A/N: A small thingumy. I think Pippin's dad has been telling him some scary stories.

Nightmare

Pippin was stranded, he didn't know where he was, why he was there or who was there with him. He'd been sitting in an apple tree (or was it a cherry?) only moments earlier. Had he fallen out of the tree? Perhaps, but that still left his current surroundings unexplained.
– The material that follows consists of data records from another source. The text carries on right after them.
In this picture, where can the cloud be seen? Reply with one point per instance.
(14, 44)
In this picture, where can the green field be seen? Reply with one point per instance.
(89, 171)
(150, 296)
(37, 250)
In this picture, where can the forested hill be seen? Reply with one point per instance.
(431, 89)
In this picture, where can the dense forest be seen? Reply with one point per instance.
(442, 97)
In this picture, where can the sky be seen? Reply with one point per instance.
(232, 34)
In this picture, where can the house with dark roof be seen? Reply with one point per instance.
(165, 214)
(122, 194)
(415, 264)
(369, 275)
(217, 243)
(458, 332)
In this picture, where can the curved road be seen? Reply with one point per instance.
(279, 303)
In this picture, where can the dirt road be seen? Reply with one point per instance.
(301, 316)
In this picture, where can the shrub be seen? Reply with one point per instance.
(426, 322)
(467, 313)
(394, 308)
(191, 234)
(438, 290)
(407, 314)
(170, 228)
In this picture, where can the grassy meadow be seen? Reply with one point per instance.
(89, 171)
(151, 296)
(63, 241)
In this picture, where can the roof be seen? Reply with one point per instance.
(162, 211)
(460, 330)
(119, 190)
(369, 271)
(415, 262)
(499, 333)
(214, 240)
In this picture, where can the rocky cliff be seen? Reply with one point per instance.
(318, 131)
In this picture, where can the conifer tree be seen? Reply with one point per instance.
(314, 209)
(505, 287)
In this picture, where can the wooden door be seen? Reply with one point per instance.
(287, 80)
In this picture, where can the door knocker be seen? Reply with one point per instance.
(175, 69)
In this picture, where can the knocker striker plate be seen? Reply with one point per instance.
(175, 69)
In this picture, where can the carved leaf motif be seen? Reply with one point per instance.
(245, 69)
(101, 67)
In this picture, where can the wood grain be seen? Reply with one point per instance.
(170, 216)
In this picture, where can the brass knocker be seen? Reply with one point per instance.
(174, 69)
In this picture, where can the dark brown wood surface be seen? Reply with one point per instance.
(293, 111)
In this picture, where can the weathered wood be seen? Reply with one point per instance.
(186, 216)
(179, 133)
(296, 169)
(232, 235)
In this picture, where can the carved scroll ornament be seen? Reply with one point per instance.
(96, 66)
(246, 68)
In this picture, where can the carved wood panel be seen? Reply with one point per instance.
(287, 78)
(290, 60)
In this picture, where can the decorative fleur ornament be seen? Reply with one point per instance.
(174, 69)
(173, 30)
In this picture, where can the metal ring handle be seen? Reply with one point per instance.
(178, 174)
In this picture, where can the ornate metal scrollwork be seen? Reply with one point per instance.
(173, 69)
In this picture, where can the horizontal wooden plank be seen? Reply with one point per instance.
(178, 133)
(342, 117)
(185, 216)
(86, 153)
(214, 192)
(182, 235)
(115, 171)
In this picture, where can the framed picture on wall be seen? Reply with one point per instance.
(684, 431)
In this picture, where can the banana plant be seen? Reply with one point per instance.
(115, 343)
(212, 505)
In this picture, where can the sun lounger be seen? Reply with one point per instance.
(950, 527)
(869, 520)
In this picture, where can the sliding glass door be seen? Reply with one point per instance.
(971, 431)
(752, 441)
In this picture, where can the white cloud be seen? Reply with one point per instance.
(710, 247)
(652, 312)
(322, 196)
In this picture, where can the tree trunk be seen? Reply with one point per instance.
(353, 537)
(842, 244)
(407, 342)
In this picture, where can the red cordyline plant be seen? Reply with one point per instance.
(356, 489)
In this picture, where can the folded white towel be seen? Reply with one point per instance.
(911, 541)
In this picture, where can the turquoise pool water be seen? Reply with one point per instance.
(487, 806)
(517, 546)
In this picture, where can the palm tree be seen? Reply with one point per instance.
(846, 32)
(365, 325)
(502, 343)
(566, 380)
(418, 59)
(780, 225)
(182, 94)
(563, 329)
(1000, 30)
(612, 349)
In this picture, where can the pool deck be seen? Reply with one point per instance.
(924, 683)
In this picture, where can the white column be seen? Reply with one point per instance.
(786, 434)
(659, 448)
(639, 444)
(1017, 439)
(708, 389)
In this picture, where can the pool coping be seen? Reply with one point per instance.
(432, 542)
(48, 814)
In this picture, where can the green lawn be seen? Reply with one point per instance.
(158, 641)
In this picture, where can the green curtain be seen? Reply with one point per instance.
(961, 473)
He was stood on muddy ground, churned from the movement of many feet. Somehow, without looking, Pippin knew that rain wasn't the cause of the mud. He looked about him and saw only the frantic movements of the big folk that surrounded him. He couldn't yet see what they were doing, it was so dark here, it was _supposed_ to be summer! The clouds in the sky were black and ominous shadows moved beneath them. The screams were what brought Pippin's gaze back downwards. His eyes were now accustomed to the dark and he could see. He wished he could not.

The big folk were fighting and Pippin was surrounded by the results. Bodies and body parts were lying all around him and glassy eyes stared at him from all directions. Over his feet ran a river of blood. These big folk were all wearing the same uniform made of black metal, a far cry from the colourful wools Pippin knew. What was he doing in the middle of a battle anyway? He was only five!

Pippin tried to run. He tried to get as far away from this mess as he could. He tried to get back to his tree in the Shire where he could eat in peace. But he couldn't

His feet were stuck. No, they were more than stuck, they were being pulled down. Unseen hands had hold of his ankles and were dragging him down into the mud. Pippin thrashed wildly but the hands continued unhindered.

The mud closed in around Pippin's chest. He tried to claw his way out, he grabbed the nearest thing to him and pulled. The arm (for that was what he had grabbed) gave him no anchorage as it was just that; an arm, there was not body attached. Pippin dropped it and finally let out a scream, the largest one he could muster for anyone to help him. No one came.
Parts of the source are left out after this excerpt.